Luck plays a role, sometimes a crucial one, in any business. But National Video got a double dose by moving into the right place at the right time. In this case, the right place was New York's cavernous former West Side Airline Terminal, where the studio's founders, Irving Kaufman and Hal Lustig, moved their audio and video production company three years ago. The move represented a big change for National Video, not to mention a major risk. Kaufman and Lustig were betting on their ability to bring in a lot more of their bread-and-butter production work for television commercials. What they didn't realize was that the growing number of cablecasters had created an enormous demand for video production facilities -- a demand that National Video in its new facility was well-positioned to fill.
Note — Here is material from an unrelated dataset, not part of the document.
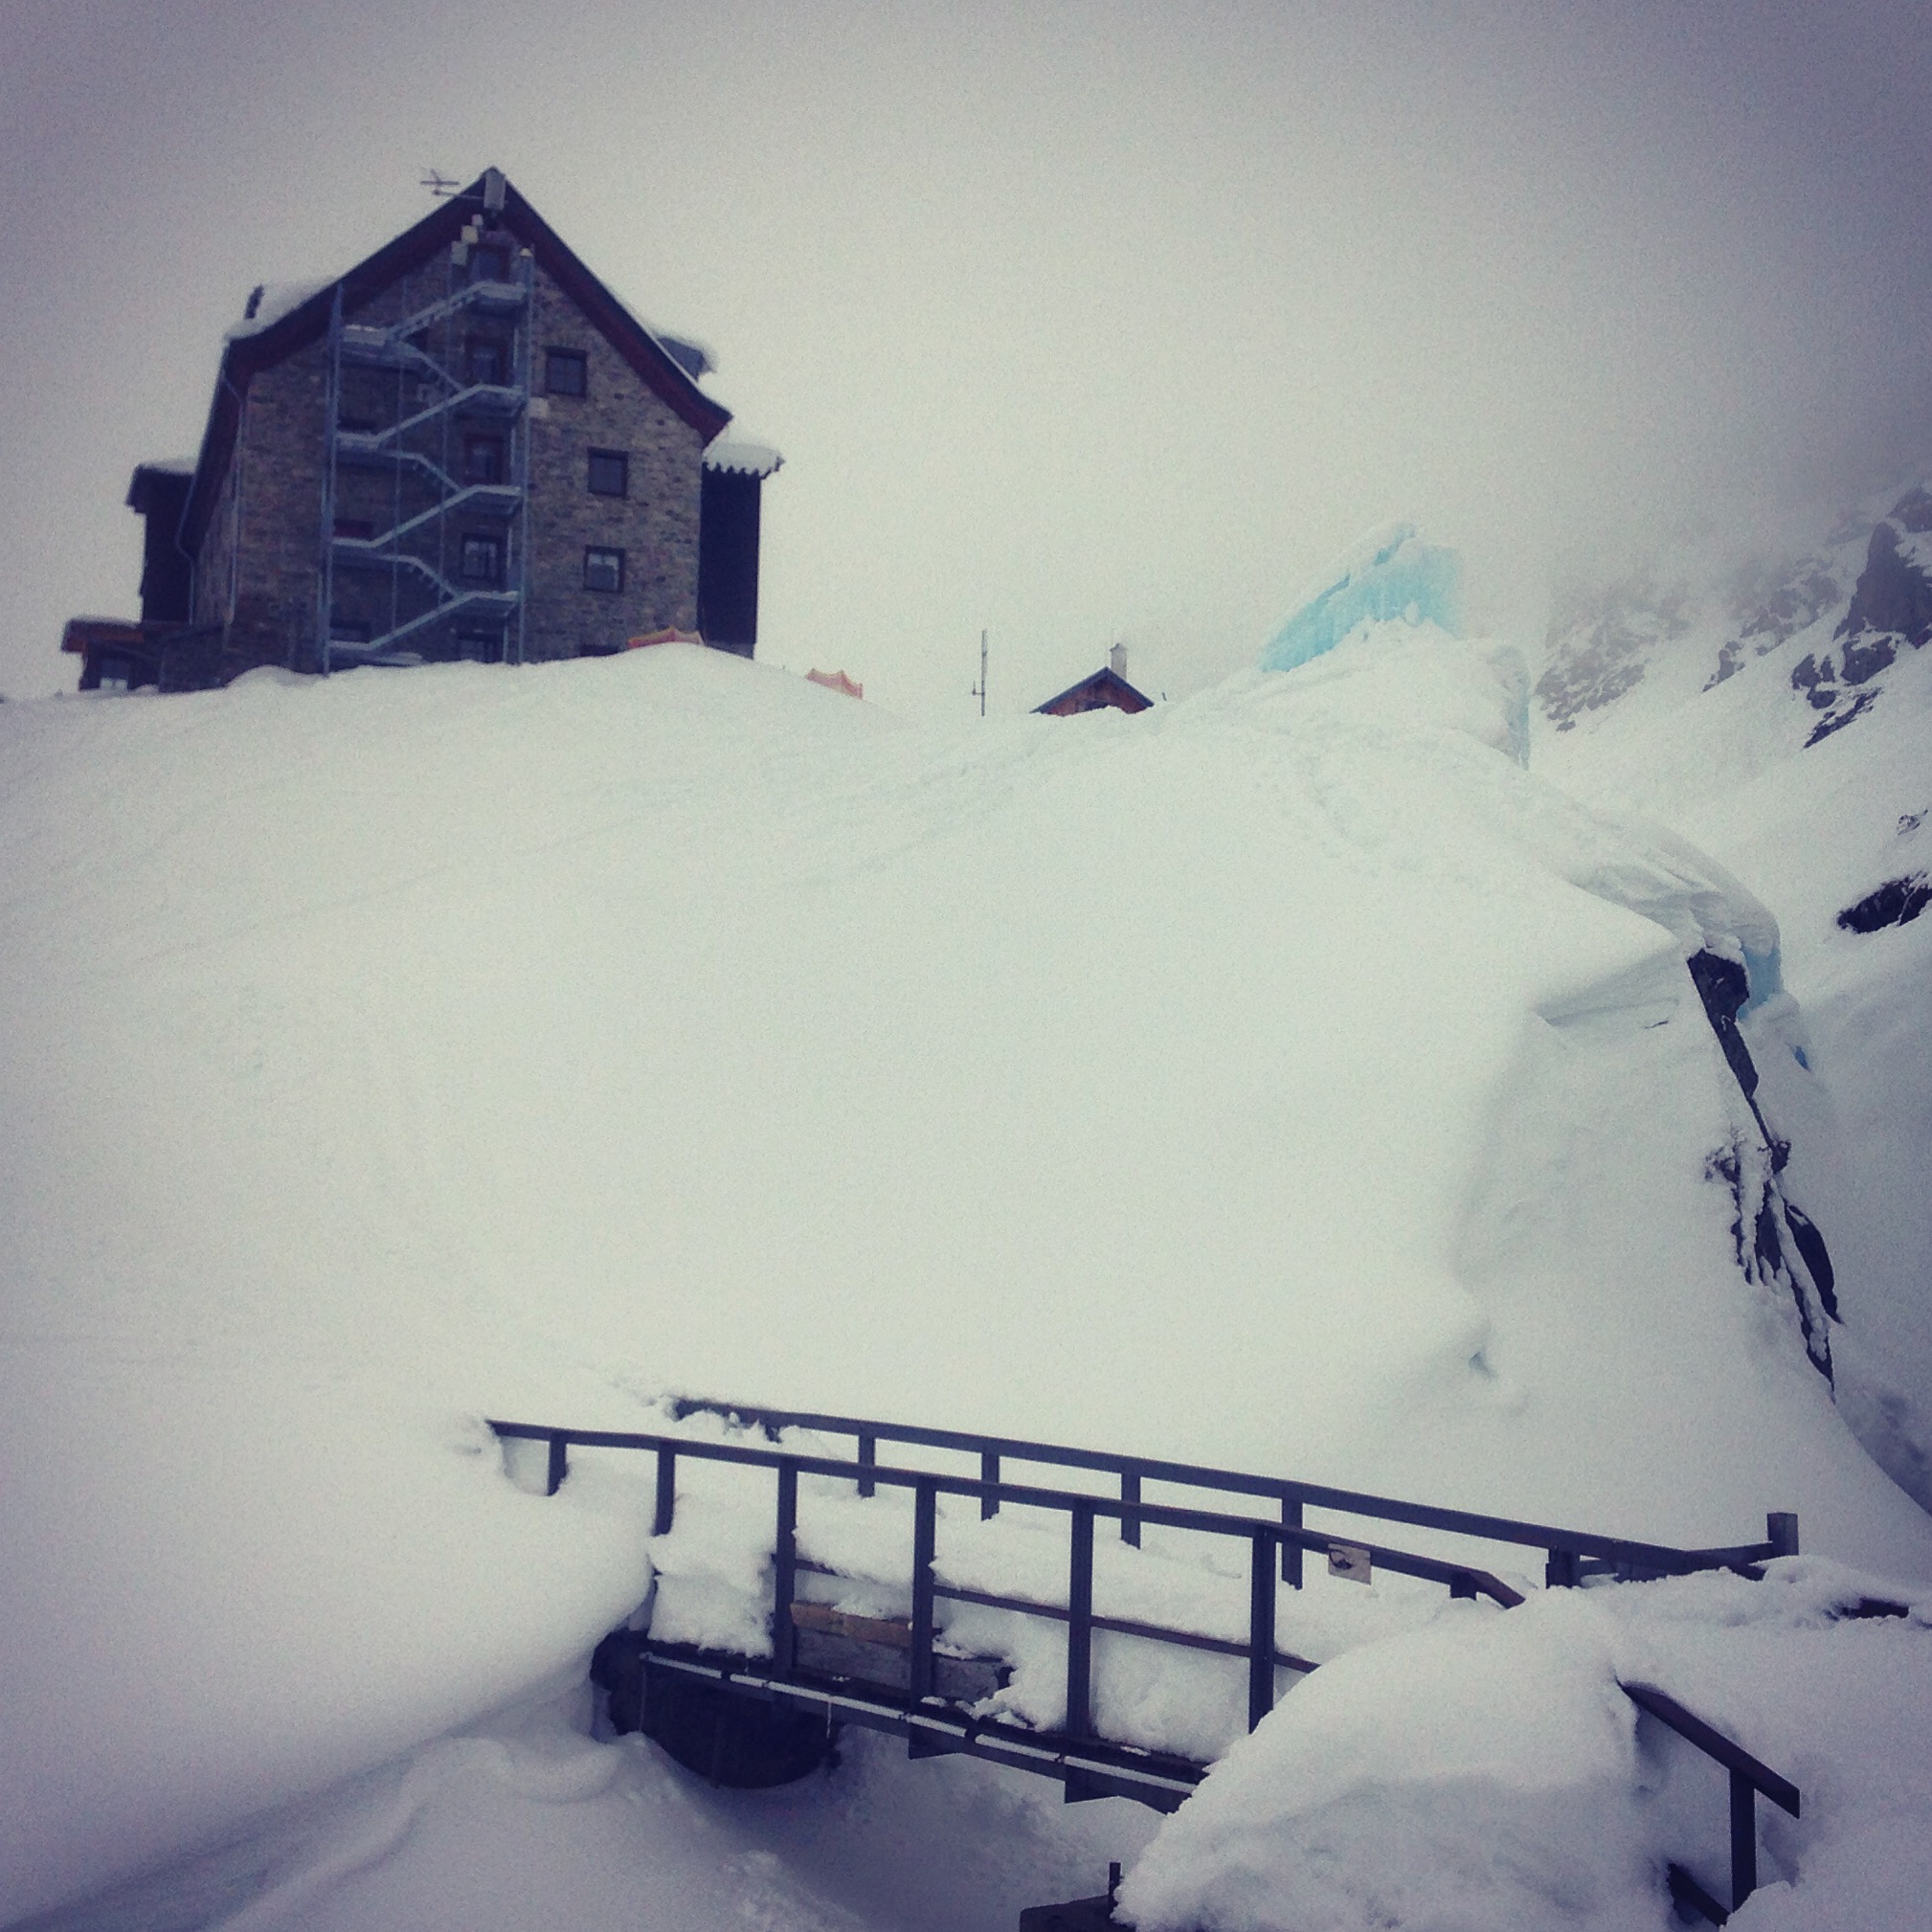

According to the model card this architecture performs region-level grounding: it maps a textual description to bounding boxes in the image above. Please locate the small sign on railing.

As a result, the studio suddenly became a major production center for cablecasters, providing services to Hearst/ABC, CBS Cable, USA Cable Network, and others. Lately, however, the cable industry's appetite for programming has begun to diminish, and so National Video has shifted its emphasis to a new medium -- stereo television. Kelly says that National is currently the only facility that has the capacity to record on a 24-track Dolby system while taping for television.
That situation is not likely to endure. "It's hard to be an innovator in this business because innovations last about 10 minutes," says Kelly. Then again, maybe they will get lucky.